# Watermelons...



## dogsnkiddos (Jul 22, 2008)

Yesterday was share distribution for our CSA. They had an overabundance of watermelon and asked us to take as many as would fit in our cars. Thinking my extended family might enjoy organic watermelons I took more than might ever be able to fit in my refrigerator.

When I got home I put the extra melons on the floor in the kitchen in a nice pyramid type pile until I could drop them off to others. I noticed a little later that our oldest lady had gone in and decided one was a good pillow- and she was in "guard" mode with the other dogs. I took a few of the melons out for delivery.

I returned to find my pile of melons decimated. Bits of the flesh and rind were all over. Two contented ladies were snoozing in the bedroom, but our young nut case was on the sofa, face buried in the hole he had made through the side of the melon. He had bits of melon all over hs face, and he was sweet smaelling and wet. They all seemed very happy I had left them such a treat!

Wo knew they would move around such heavy, bulky items....and who would know they would EAT them!

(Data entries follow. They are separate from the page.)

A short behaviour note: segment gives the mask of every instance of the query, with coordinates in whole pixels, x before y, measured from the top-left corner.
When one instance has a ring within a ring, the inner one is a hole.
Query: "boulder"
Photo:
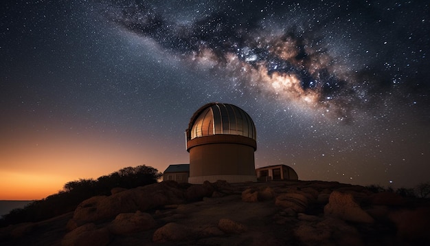
[[[13,227],[13,230],[10,232],[10,236],[14,238],[18,238],[31,232],[36,227],[36,224],[32,222],[28,222],[14,225]]]
[[[125,188],[116,187],[111,190],[111,194],[114,194],[122,192],[124,190],[127,190],[127,189],[126,189]]]
[[[127,235],[155,227],[155,220],[147,213],[123,213],[117,215],[108,228],[114,234]]]
[[[228,234],[240,234],[247,230],[244,225],[229,219],[220,219],[218,223],[218,227]]]
[[[158,228],[152,235],[152,241],[156,243],[180,241],[190,237],[193,232],[193,230],[187,226],[172,222]]]
[[[64,246],[102,246],[109,243],[109,233],[106,228],[98,229],[93,223],[82,225],[67,233],[61,245]]]
[[[275,204],[284,208],[291,208],[295,212],[304,212],[308,208],[308,199],[302,194],[284,193],[276,197]]]
[[[425,242],[430,245],[430,207],[396,211],[391,213],[389,218],[396,224],[399,238],[417,244]]]
[[[328,203],[329,197],[330,197],[330,194],[327,194],[327,193],[319,194],[317,198],[317,202],[318,202],[319,203],[323,203],[323,204]]]
[[[389,206],[401,206],[406,203],[405,199],[400,195],[389,192],[373,194],[370,197],[370,202],[374,205],[385,205]]]
[[[258,201],[269,201],[275,197],[275,192],[270,187],[266,187],[258,191]]]
[[[338,191],[334,191],[330,194],[328,204],[324,206],[324,215],[333,216],[352,222],[374,222],[374,219],[354,201],[351,194]]]
[[[113,218],[121,213],[148,209],[185,201],[184,192],[174,181],[163,181],[124,190],[109,197],[87,199],[78,205],[73,219],[78,225]]]
[[[185,197],[188,201],[201,200],[203,197],[210,197],[214,192],[214,188],[210,183],[206,182],[203,184],[193,185],[185,191]]]
[[[317,223],[301,221],[294,229],[294,234],[302,245],[364,245],[354,227],[335,219],[328,218]]]
[[[242,201],[246,202],[258,201],[258,192],[253,189],[246,189],[242,192]]]

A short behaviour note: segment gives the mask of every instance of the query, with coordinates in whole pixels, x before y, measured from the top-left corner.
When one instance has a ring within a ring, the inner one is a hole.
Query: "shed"
[[[163,172],[163,180],[174,180],[178,183],[188,183],[190,164],[170,165]]]

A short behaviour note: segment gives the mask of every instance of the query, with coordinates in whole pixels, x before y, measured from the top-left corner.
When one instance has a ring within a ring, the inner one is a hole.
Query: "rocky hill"
[[[430,203],[324,181],[115,188],[74,212],[0,228],[2,245],[430,245]]]

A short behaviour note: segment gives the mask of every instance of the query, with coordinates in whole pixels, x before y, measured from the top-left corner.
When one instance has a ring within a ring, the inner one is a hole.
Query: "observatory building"
[[[223,103],[203,106],[191,118],[185,137],[189,183],[257,181],[256,126],[242,109]]]

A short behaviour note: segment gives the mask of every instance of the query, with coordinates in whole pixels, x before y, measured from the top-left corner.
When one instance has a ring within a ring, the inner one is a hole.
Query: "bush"
[[[34,201],[24,208],[12,210],[0,219],[0,227],[22,222],[36,222],[73,211],[84,200],[97,195],[109,195],[113,188],[133,188],[157,183],[162,176],[152,167],[126,167],[109,175],[72,181],[64,185],[63,190]]]

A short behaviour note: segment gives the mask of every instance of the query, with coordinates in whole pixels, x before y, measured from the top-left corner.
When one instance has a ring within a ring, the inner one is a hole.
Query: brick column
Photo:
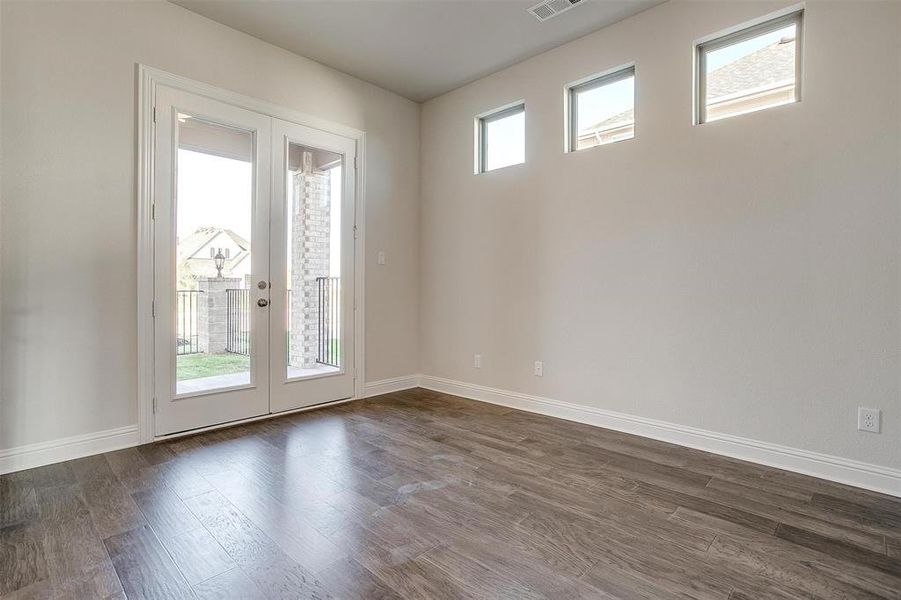
[[[291,364],[309,369],[319,353],[317,277],[329,275],[331,178],[313,167],[303,153],[301,170],[292,182],[291,234]]]
[[[225,290],[241,287],[238,277],[201,277],[197,280],[200,300],[197,304],[198,342],[208,354],[225,352],[228,335],[228,298]]]

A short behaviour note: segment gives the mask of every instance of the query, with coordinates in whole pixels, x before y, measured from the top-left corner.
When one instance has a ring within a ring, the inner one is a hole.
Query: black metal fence
[[[225,290],[225,351],[250,356],[250,290]]]
[[[177,290],[175,292],[175,353],[197,354],[200,343],[197,338],[197,307],[200,290]]]
[[[319,290],[319,356],[316,362],[338,367],[341,357],[341,280],[317,277],[316,285]]]

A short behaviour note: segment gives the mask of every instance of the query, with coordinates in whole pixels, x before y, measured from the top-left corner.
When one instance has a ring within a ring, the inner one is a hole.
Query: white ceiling
[[[421,102],[663,0],[583,0],[544,23],[537,0],[171,0]]]

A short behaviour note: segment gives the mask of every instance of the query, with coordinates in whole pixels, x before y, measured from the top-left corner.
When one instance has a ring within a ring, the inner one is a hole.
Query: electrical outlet
[[[882,411],[878,408],[857,408],[857,429],[860,431],[869,431],[870,433],[879,433],[882,424]]]

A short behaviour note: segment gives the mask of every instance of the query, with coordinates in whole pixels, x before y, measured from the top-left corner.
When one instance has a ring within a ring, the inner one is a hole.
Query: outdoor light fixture
[[[216,265],[216,277],[222,278],[222,267],[225,266],[225,257],[222,256],[222,249],[220,248],[218,252],[216,252],[216,256],[213,257],[213,263]]]

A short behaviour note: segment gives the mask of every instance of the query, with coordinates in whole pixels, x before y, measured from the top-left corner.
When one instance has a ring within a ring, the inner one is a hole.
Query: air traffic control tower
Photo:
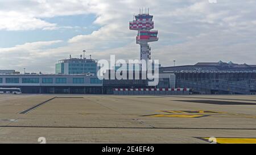
[[[158,31],[151,30],[154,28],[153,16],[149,14],[149,10],[147,13],[142,13],[135,15],[133,22],[130,22],[130,30],[138,31],[136,43],[141,45],[141,60],[144,60],[147,62],[151,60],[151,48],[148,43],[158,40]]]

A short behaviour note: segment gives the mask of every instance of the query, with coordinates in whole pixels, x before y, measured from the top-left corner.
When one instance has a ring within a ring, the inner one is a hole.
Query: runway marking
[[[205,141],[209,141],[210,137],[196,137]],[[256,138],[245,137],[216,137],[218,144],[256,144]]]
[[[167,113],[174,113],[174,114],[222,114],[222,112],[217,112],[209,110],[197,110],[197,111],[187,111],[187,110],[161,110],[161,112]]]
[[[64,99],[69,99],[69,98],[84,98],[84,97],[56,97],[56,98],[64,98]]]
[[[30,111],[32,111],[32,110],[34,110],[35,109],[38,108],[38,107],[40,107],[40,106],[41,106],[42,105],[43,105],[43,104],[46,104],[46,103],[47,103],[48,102],[49,102],[49,101],[50,101],[50,100],[53,100],[53,99],[54,99],[56,98],[56,97],[53,97],[53,98],[51,98],[51,99],[48,99],[48,100],[46,100],[46,101],[44,101],[44,102],[42,102],[42,103],[39,103],[39,104],[36,104],[36,105],[35,105],[35,106],[32,106],[32,107],[31,107],[31,108],[28,108],[28,109],[27,109],[27,110],[22,111],[20,111],[20,112],[19,112],[18,114],[27,114],[27,113],[30,112]]]
[[[17,122],[17,119],[0,119],[0,122]]]
[[[255,103],[231,102],[216,100],[174,100],[174,101],[185,102],[189,103],[204,103],[217,105],[256,105]]]
[[[0,125],[0,128],[108,128],[108,129],[214,129],[214,130],[256,130],[256,128],[184,128],[184,127],[81,127],[81,126],[27,126]],[[198,138],[198,137],[197,137]]]
[[[197,99],[218,99],[218,100],[241,100],[241,101],[254,101],[256,100],[253,99],[232,99],[232,98],[199,98],[199,97],[180,97],[180,96],[159,96],[159,97],[167,97],[170,98],[197,98]],[[251,96],[250,96],[251,97]]]
[[[207,117],[210,115],[188,115],[188,114],[153,114],[148,115],[143,115],[142,116],[156,117],[156,118],[199,118]]]

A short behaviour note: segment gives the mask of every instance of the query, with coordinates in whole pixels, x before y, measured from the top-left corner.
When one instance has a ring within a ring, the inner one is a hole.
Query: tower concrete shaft
[[[148,42],[158,40],[158,31],[152,31],[154,28],[153,16],[148,14],[139,14],[135,16],[133,21],[130,22],[130,30],[138,31],[136,43],[141,45],[141,60],[151,59],[151,48]]]

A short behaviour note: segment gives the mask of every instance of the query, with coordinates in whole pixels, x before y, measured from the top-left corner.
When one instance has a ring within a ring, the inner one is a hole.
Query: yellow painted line
[[[167,113],[173,113],[173,114],[223,114],[222,112],[217,112],[208,110],[198,110],[198,111],[177,111],[177,110],[161,110],[160,112],[167,112]]]
[[[176,111],[178,113],[187,114],[187,112],[183,111]]]
[[[242,117],[246,117],[246,118],[256,118],[255,116],[253,115],[248,115],[246,114],[234,114],[234,113],[230,113],[229,114],[236,115],[236,116],[242,116]]]
[[[207,116],[204,115],[172,115],[172,114],[156,114],[148,116],[150,117],[157,117],[157,118],[199,118],[203,116]]]
[[[201,137],[208,141],[209,137]],[[216,138],[219,144],[256,144],[256,138]]]

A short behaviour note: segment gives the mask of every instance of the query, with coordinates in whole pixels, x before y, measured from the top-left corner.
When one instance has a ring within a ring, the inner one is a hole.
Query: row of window
[[[39,83],[39,78],[23,78],[22,79],[22,83]],[[6,78],[5,82],[6,83],[19,83],[19,78]],[[53,78],[43,78],[42,79],[43,83],[53,83]],[[84,83],[84,78],[73,78],[73,83]],[[3,83],[3,78],[0,78],[0,83]],[[67,83],[67,78],[56,78],[56,83]],[[101,81],[97,78],[90,78],[90,83],[101,83]]]
[[[83,64],[69,64],[69,66],[83,66]],[[96,66],[96,64],[84,64],[84,66]]]

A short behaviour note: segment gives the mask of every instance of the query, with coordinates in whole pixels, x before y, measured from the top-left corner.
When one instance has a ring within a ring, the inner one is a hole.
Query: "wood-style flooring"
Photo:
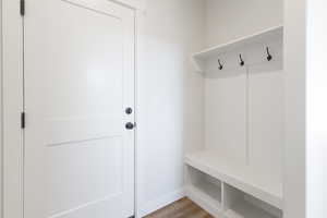
[[[145,218],[214,218],[189,198],[182,198]]]

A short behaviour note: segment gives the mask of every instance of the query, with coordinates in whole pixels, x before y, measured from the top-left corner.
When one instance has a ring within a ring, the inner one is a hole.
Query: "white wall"
[[[183,153],[203,145],[203,81],[190,56],[202,49],[202,0],[147,0],[145,70],[138,80],[141,215],[183,196]]]
[[[326,1],[306,2],[306,218],[325,218],[327,217]]]
[[[284,72],[287,137],[284,218],[305,217],[305,68],[306,0],[284,1]],[[312,204],[318,204],[315,199]],[[307,218],[318,218],[310,216]]]
[[[206,0],[206,46],[282,24],[282,0]]]

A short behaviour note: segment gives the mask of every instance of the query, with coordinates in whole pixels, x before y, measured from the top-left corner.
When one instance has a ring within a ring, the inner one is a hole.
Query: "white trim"
[[[144,51],[144,35],[145,35],[145,13],[143,10],[136,10],[135,12],[135,122],[137,123],[136,125],[136,131],[135,131],[135,217],[141,217],[138,216],[140,209],[141,208],[141,178],[140,178],[140,172],[141,172],[141,146],[138,146],[140,138],[138,138],[138,130],[142,128],[142,123],[140,123],[140,105],[138,105],[138,99],[140,99],[140,94],[141,92],[138,90],[138,84],[141,84],[141,74],[144,72],[144,65],[145,63],[145,51]]]
[[[17,1],[2,1],[3,218],[23,217],[23,20]]]
[[[1,1],[1,0],[0,0]],[[142,71],[138,58],[141,49],[144,0],[111,0],[135,10],[135,82]],[[20,113],[23,111],[23,20],[20,15],[19,1],[2,0],[2,213],[1,218],[23,218],[23,131],[20,126]],[[0,81],[1,82],[1,81]],[[137,86],[135,96],[137,97]],[[135,99],[137,100],[137,99]],[[137,117],[137,102],[135,116]],[[0,111],[1,112],[1,111]],[[135,213],[137,211],[137,138],[135,140]],[[1,155],[1,153],[0,153]],[[0,178],[1,179],[1,178]],[[1,203],[1,201],[0,201]],[[0,207],[1,208],[1,207]]]
[[[144,217],[146,215],[149,215],[175,201],[179,201],[185,196],[184,189],[177,190],[174,192],[168,193],[161,197],[158,197],[156,199],[149,201],[142,205],[138,210],[138,215],[136,218]]]

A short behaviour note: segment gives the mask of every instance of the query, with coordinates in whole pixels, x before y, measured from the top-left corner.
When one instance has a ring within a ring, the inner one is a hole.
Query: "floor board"
[[[182,198],[145,218],[214,218],[189,198]]]

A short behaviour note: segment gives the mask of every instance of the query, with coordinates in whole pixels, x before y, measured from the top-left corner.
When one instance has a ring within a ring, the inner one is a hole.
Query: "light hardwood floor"
[[[189,198],[182,198],[145,218],[214,218]]]

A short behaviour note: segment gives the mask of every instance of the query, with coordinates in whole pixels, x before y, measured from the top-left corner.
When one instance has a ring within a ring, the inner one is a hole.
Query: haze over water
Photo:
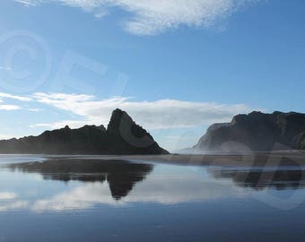
[[[0,157],[0,241],[303,238],[301,166],[262,169],[90,157],[48,160]]]

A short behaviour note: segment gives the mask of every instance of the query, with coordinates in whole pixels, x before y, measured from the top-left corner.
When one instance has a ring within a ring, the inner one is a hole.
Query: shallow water
[[[48,160],[0,156],[0,241],[303,240],[301,166]]]

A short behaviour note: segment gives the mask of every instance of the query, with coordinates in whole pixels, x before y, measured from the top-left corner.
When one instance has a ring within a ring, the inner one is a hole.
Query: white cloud
[[[0,200],[11,200],[15,199],[17,194],[11,192],[0,192]]]
[[[4,92],[0,92],[0,98],[16,99],[16,100],[20,100],[20,101],[30,101],[31,100],[28,97],[16,96],[16,95],[12,95],[12,94],[9,94],[9,93],[4,93]]]
[[[117,97],[99,100],[93,96],[64,93],[35,93],[32,98],[37,102],[81,117],[78,120],[36,124],[32,127],[59,128],[68,125],[75,128],[83,125],[107,125],[112,110],[121,108],[147,129],[183,128],[228,122],[237,114],[253,110],[244,104],[225,105],[176,99],[132,101],[127,98]]]
[[[0,105],[0,110],[2,111],[13,111],[13,110],[19,110],[21,108],[16,105],[9,105],[9,104],[1,104]]]
[[[131,13],[124,22],[126,30],[137,35],[152,35],[181,25],[209,28],[228,18],[242,6],[259,0],[15,0],[26,6],[58,3],[78,7],[96,17],[112,8]]]

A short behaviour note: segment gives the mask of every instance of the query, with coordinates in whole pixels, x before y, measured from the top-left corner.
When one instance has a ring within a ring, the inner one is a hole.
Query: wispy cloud
[[[16,96],[16,95],[12,95],[9,93],[4,93],[4,92],[0,92],[0,98],[12,99],[16,99],[20,101],[30,101],[31,100],[31,99],[28,97]]]
[[[13,111],[21,109],[21,107],[17,105],[10,105],[10,104],[0,104],[0,110],[3,111]]]
[[[15,0],[26,6],[57,3],[78,7],[96,17],[120,8],[132,13],[123,22],[136,35],[153,35],[179,26],[210,28],[242,7],[259,0]]]
[[[191,102],[176,99],[133,101],[117,97],[97,99],[89,95],[35,93],[35,101],[80,117],[77,120],[62,120],[52,124],[36,124],[51,128],[79,127],[83,125],[106,125],[113,109],[126,110],[135,120],[148,129],[193,127],[230,121],[232,116],[248,113],[253,108],[244,104],[226,105],[214,102]]]

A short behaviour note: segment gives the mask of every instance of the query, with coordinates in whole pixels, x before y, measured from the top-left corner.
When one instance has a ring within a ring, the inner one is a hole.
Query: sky
[[[126,110],[164,148],[253,110],[305,112],[302,0],[3,0],[0,139]]]

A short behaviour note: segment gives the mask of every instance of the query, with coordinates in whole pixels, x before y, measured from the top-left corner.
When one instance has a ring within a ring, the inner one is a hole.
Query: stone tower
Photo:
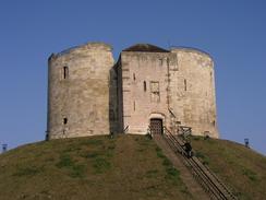
[[[48,139],[109,133],[111,47],[88,43],[48,60]]]
[[[121,51],[88,43],[48,64],[47,137],[172,133],[218,138],[214,61],[194,48],[137,44]]]

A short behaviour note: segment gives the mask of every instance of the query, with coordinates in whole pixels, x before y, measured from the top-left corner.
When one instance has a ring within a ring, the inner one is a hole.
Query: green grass
[[[266,157],[234,142],[191,138],[195,156],[240,200],[266,197]],[[192,199],[174,168],[144,136],[27,144],[0,155],[0,199]]]
[[[191,199],[144,136],[38,142],[0,155],[0,199]]]
[[[197,156],[243,200],[266,197],[266,157],[242,144],[192,137]]]

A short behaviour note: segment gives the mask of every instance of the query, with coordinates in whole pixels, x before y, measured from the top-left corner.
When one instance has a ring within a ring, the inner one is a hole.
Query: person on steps
[[[186,153],[186,156],[188,157],[192,157],[192,146],[191,146],[191,143],[189,141],[186,141],[182,146],[184,148],[184,151]]]

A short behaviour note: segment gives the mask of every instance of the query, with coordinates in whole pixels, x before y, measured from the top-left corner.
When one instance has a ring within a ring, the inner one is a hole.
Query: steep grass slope
[[[191,199],[146,137],[52,140],[0,155],[0,199]]]
[[[191,138],[196,156],[207,165],[239,199],[266,199],[266,157],[244,145],[202,137]]]

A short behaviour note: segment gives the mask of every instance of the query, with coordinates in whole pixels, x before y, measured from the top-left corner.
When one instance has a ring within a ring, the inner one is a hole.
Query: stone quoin
[[[211,57],[195,48],[88,43],[48,59],[47,139],[146,134],[150,126],[218,138]]]

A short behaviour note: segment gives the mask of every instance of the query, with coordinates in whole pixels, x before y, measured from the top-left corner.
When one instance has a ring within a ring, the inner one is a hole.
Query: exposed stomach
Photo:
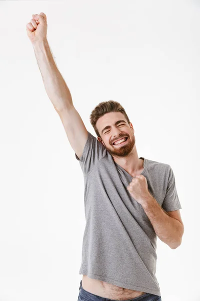
[[[84,289],[102,298],[114,300],[128,300],[146,293],[144,291],[132,290],[114,285],[104,281],[89,278],[82,275],[82,286]]]

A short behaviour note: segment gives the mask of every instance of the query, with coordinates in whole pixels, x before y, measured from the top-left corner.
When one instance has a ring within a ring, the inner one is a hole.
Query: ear
[[[132,123],[131,122],[130,122],[130,127],[132,129],[132,131],[133,131],[134,134],[134,127],[132,126]]]

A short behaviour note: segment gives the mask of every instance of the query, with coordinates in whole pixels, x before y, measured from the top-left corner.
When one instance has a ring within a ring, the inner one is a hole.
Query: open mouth
[[[118,144],[114,144],[114,142],[112,143],[112,144],[113,144],[114,145],[116,145],[116,146],[117,146],[118,145],[123,145],[124,144],[124,143],[125,143],[126,142],[128,138],[128,137],[125,137],[125,139],[126,139],[125,141],[124,141],[123,142],[121,142],[121,143],[118,143]],[[123,138],[122,139],[124,139],[124,138]],[[120,140],[119,140],[119,141],[120,141]]]

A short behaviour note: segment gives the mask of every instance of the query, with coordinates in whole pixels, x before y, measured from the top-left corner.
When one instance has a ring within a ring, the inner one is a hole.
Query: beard
[[[112,148],[106,147],[107,150],[112,156],[124,157],[127,157],[132,150],[136,143],[136,138],[134,135],[132,137],[128,136],[128,138],[124,145],[120,146],[112,144]]]

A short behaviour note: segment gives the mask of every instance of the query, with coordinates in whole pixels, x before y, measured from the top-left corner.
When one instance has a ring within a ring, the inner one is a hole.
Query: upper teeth
[[[119,140],[118,141],[117,141],[116,142],[114,142],[114,144],[119,144],[120,143],[121,143],[122,142],[124,142],[124,141],[125,141],[126,138],[123,138],[123,139],[121,139],[121,140]]]

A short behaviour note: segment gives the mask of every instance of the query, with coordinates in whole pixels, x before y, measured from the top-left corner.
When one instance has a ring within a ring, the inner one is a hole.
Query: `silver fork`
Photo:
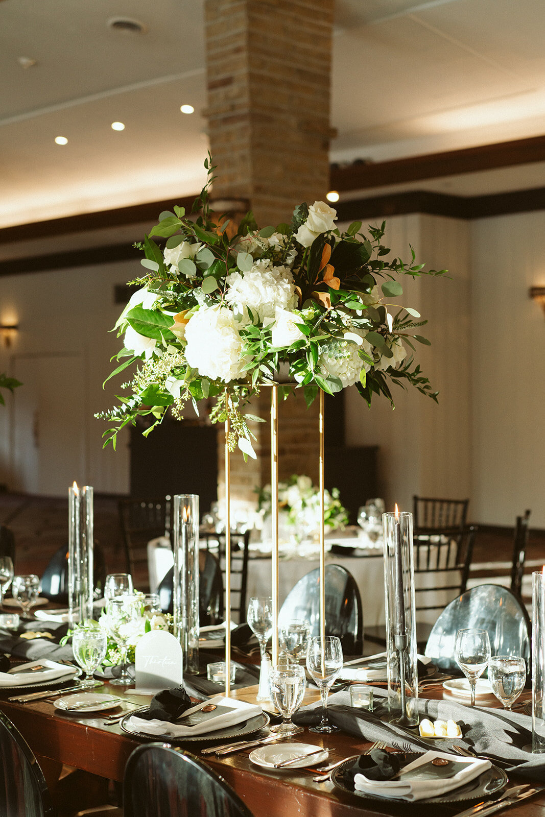
[[[382,740],[375,740],[374,743],[371,743],[369,749],[365,749],[365,751],[362,753],[364,755],[370,755],[374,749],[386,749],[387,745],[388,745],[387,743],[385,743]],[[354,755],[353,757],[358,757],[359,755]],[[352,760],[352,758],[343,757],[342,761],[337,761],[337,763],[333,763],[333,766],[328,767],[327,775],[320,775],[319,777],[313,777],[312,779],[314,780],[315,783],[330,783],[332,772],[333,772],[337,768],[337,766],[340,766],[346,761],[350,761],[350,760]]]

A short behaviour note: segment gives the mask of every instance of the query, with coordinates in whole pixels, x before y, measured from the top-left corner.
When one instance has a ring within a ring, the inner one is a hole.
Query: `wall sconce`
[[[11,346],[11,341],[16,337],[18,329],[19,324],[0,324],[0,337],[6,348]]]
[[[530,287],[528,294],[540,305],[545,312],[545,287]]]

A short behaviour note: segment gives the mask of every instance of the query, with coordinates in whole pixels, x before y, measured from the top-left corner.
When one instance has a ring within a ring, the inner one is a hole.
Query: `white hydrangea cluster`
[[[273,266],[268,258],[255,261],[248,272],[231,272],[226,280],[226,301],[244,322],[249,321],[247,307],[266,326],[275,320],[277,306],[291,311],[297,304],[292,270]]]
[[[350,333],[351,337],[355,337],[356,333]],[[324,347],[319,356],[319,364],[322,374],[330,375],[333,377],[338,377],[342,383],[342,388],[348,386],[354,386],[362,368],[369,372],[371,368],[370,364],[362,360],[358,352],[360,350],[373,358],[373,346],[364,338],[361,338],[361,343],[348,343],[344,342],[336,343],[335,348]]]
[[[225,383],[242,375],[239,324],[226,306],[201,306],[185,327],[185,359],[203,377]]]

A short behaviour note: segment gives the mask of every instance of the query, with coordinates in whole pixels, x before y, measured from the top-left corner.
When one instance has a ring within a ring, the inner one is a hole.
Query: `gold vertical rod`
[[[226,407],[229,395],[226,395]],[[229,415],[226,418],[226,698],[231,685],[231,462]]]
[[[279,542],[278,542],[278,386],[270,393],[270,510],[272,515],[272,665],[278,666]]]
[[[325,644],[325,525],[324,516],[324,392],[319,390],[319,637],[322,642],[322,672],[325,672],[324,648]]]

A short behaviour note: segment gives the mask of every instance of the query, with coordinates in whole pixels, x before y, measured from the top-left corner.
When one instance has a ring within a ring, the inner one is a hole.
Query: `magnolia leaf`
[[[186,278],[193,278],[197,271],[197,267],[190,258],[182,258],[178,263],[178,270]]]
[[[208,275],[203,281],[203,292],[205,295],[209,295],[210,292],[213,292],[215,289],[217,289],[217,281],[213,275]]]
[[[251,457],[252,459],[257,459],[256,452],[253,450],[252,443],[246,437],[239,437],[239,448],[243,454],[247,457]]]
[[[403,295],[403,287],[399,281],[384,281],[381,283],[381,289],[386,297],[395,298]]]
[[[253,258],[249,252],[237,252],[237,266],[241,272],[249,272],[253,266]]]
[[[149,258],[141,258],[140,262],[146,270],[152,270],[153,272],[159,272],[159,266],[156,261],[150,261]]]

I won't make that mistake again!


----------



## littledmc17 (Apr 9, 2008)

did you get any pics???
They do the darndest things 
a few years back Brady got a hold of a pumpkin


----------



## dd (Jun 10, 2003)

Ooh - I think you are going to be looking at major poops!


----------



## valb (Sep 2, 2004)

And here I was worried about Sierra and TOMATOES!!


----------



## dogsnkiddos (Jul 22, 2008)

I didn't grab the camera! I should have! I had such a mess to clean, it became my focus. I would have preferred to cut it off the rind if they were going to eat it....but I guess they didn't care!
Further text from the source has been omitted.